Выбрать главу

Войдя в офис, я включил настольную лампу, поставил бутылку возле телефона и прилег на зеленую кожаную софу, скрипящую и стонущую, ее я перевез сюда из бара своего отеля. Рядом с софой стояло кресло с украшенной мебельными гвоздями спинкой и посекшимися, залоснившимися подлокотниками, за креслом – стол с откидывающейся крышкой, а пол прикрывал вытертый зеленый ковер – всё тоже из отеля. Круглый стол и четыре стула занимали другую половину моего кабинета, на стене висели две карты Мюнхена в рамках. На небольшой книжной полке расположились телефонные справочники, железнодорожное расписание и буклеты и брошюры, которые я прихватил в Информационном бюро вермахта на Зоннен-штрассе. Все потертое, захватанное – местечко в точности для человека, у которого не хватает смелости сидеть рядом с умирающей женой.

Через некоторое время я поднялся, плеснул себе глоток «Черной смерти», выпил и снова свалился на софу. Кирстен всего сорок четыре года. Она слишком молода, чтобы умирать. Несправедливость судьбы подавляла меня, подтачивала мою веру в Бога, если считать, что таковая у меня еще оставалась. Мало кто, вернувшись из советского лагеря для военнопленных, еще верит во что-то, кроме как в предрасположенность человека к бесчеловечности. Однако не только мысль о нелепости смерти жены грызла мне душу, но и ощущение какого-то рокового невезения. Потерять двух жен из-за гриппа – это уже нечто большее, чем просто невезение. Это похоже на вечные муки в аду. Выжить в войну, когда погибло столько немцев, только для того, чтобы умереть потом от гриппа! Да это несправедливость пострашнее, чем эпидемия 1918 года, унесшая миллионы жизней. Хотя смерть всегда представляется несправедливой на взгляд тех, кто остался в живых.

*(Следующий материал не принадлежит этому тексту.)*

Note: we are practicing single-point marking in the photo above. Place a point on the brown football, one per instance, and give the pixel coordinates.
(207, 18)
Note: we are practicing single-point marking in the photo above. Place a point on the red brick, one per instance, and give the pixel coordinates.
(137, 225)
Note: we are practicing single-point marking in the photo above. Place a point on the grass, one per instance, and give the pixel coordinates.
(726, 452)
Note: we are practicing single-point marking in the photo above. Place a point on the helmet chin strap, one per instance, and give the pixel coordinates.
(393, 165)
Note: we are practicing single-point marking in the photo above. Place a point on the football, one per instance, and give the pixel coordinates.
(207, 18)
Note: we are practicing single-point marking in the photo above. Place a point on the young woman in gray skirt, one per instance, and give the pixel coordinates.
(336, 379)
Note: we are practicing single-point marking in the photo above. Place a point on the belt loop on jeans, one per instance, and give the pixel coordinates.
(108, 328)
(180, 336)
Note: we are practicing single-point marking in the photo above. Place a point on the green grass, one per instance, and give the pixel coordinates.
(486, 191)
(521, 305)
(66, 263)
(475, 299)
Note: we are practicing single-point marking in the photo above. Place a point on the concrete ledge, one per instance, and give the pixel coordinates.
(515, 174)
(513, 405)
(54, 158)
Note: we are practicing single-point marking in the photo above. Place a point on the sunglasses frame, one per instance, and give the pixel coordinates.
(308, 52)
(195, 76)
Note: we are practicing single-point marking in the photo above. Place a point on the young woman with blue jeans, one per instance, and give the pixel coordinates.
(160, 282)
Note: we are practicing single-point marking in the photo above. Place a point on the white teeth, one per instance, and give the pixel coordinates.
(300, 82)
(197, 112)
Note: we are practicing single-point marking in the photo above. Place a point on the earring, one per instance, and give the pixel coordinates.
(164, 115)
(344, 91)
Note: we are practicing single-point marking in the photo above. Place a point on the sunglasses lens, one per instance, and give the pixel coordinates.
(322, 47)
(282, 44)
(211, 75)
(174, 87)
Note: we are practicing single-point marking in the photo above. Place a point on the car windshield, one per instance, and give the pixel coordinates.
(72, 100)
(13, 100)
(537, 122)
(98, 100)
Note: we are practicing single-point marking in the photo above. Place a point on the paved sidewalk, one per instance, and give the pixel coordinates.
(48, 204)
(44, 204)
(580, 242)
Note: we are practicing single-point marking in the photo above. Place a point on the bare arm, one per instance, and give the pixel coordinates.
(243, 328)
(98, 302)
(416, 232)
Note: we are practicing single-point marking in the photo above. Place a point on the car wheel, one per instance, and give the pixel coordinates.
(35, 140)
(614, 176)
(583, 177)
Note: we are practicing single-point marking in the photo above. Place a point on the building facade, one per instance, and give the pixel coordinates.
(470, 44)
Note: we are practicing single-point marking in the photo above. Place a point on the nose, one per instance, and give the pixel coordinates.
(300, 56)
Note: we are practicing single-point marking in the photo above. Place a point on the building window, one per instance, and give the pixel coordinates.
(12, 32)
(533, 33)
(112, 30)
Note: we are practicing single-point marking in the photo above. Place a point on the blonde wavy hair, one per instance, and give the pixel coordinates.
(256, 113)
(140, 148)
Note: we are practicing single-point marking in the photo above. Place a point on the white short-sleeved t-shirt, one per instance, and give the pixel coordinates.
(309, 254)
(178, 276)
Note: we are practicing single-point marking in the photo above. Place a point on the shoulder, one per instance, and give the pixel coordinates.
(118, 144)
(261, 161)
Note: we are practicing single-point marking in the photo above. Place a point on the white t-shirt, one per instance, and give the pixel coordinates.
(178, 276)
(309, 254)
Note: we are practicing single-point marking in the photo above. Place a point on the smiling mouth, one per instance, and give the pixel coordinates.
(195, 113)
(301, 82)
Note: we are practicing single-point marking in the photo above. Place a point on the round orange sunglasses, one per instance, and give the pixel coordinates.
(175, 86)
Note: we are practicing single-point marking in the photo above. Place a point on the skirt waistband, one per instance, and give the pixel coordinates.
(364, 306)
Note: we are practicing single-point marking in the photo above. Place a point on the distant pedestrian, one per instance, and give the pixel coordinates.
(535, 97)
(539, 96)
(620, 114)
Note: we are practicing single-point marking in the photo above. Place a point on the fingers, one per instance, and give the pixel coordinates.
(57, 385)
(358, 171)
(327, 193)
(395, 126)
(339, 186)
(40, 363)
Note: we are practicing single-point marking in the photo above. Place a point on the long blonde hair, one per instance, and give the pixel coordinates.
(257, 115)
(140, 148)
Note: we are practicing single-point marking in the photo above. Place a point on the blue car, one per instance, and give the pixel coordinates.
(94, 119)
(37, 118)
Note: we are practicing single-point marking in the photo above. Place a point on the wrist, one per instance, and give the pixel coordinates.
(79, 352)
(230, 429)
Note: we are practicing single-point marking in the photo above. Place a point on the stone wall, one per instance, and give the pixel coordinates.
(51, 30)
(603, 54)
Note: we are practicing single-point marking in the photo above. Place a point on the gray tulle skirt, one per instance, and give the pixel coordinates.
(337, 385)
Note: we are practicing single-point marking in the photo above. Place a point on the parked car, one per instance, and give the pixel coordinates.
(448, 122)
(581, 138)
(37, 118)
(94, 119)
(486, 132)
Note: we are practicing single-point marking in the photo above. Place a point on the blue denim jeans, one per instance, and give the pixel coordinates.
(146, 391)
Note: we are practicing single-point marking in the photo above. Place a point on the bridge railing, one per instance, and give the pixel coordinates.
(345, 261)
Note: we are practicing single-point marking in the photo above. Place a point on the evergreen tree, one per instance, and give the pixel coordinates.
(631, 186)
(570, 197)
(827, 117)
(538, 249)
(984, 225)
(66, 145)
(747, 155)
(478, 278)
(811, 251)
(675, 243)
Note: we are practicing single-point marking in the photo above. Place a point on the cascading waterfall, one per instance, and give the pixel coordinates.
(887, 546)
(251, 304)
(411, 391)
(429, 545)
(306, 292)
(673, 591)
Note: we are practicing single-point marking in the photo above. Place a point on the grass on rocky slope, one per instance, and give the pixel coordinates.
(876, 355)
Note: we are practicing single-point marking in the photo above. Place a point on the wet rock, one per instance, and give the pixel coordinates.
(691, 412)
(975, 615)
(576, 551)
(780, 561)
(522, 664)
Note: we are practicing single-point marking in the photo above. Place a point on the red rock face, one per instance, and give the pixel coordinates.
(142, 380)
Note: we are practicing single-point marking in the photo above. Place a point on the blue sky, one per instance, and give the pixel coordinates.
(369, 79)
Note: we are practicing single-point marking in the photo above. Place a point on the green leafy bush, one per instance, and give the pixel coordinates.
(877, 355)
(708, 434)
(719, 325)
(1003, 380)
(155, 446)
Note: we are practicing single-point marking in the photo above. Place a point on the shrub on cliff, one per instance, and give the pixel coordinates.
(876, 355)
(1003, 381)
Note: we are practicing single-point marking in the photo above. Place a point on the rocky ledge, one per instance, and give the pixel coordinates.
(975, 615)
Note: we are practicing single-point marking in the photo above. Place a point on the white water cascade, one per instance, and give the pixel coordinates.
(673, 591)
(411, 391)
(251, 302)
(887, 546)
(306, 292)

В дверь постучали. Открыв, я увидел высокую привлекательную даму. Она неуверенно улыбнулась мне, взглянула на табличку на двери:

– Герр Гюнтер?

– Да.

– Я увидела свет с улицы. Я звонила вам днем, но вас не было. – Если бы не три небольших полукруглых шрамика на правой щеке, ее можно было бы назвать настоящей красавицей. Шрамики напомнили мне три маленьких завитка на лбу у актрисы Цары Леандер в каком-то старом фильме о матадорах, его очень любила Кирстен. Ах да, «Хабанера», по-моему, тридцать седьмой год. Тысячу лет назад.

– Я еще не подыскал себе секретаршу, – сказал я. – Я не очень давно открыл агентство.

– Вы – частный детектив? – спросила она удивленно, пристально разглядывая меня, словно пытаясь определить, что я за человек и можно ли мне доверять.

– Так написано на двери, – ответил я, осознавая, что сейчас не выгляжу человеком, на которого можно положиться.

– Возможно, я совершила ошибку, – произнесла дама и покосилась на бутылку на столе. – Простите, что побеспокоила.

В другое время я вспомнил бы о вежливости и уроках, данных мне в школе любезностей, проводил бы ее к креслу, убрал бутылку и учтиво осведомился, какая у нее проблема. Может, даже предложил бы выпить и сигарету, чтобы успокоить посетительницу. У клиентов, переступивших порог частного детективного агентства, часто шалят нервы. Особенно у женщин. Познакомившись с детективом, увидев его дешевый костюм, ощутив запах его тела и резкого одеколона, потенциальный клиент порой задумывается: а может, лучше и не знать того, что ему хотелось узнать. В нашем мире и так чересчур много правды и избыток мерзавцев, всегда готовых запульнуть вам ее прямо между глаз. Но сейчас мне было совсем не до вежливостей и любезностей. Когда умирает жена, такое случается. Машинально я отступил, будто бы молчаливо приглашая ее переменить решение и все-таки войти, но она застыла на месте. Возможно, уловила запах спиртного и слезливое жалостное выражение в моих глазах и решила, что я забубённый пьянчуга.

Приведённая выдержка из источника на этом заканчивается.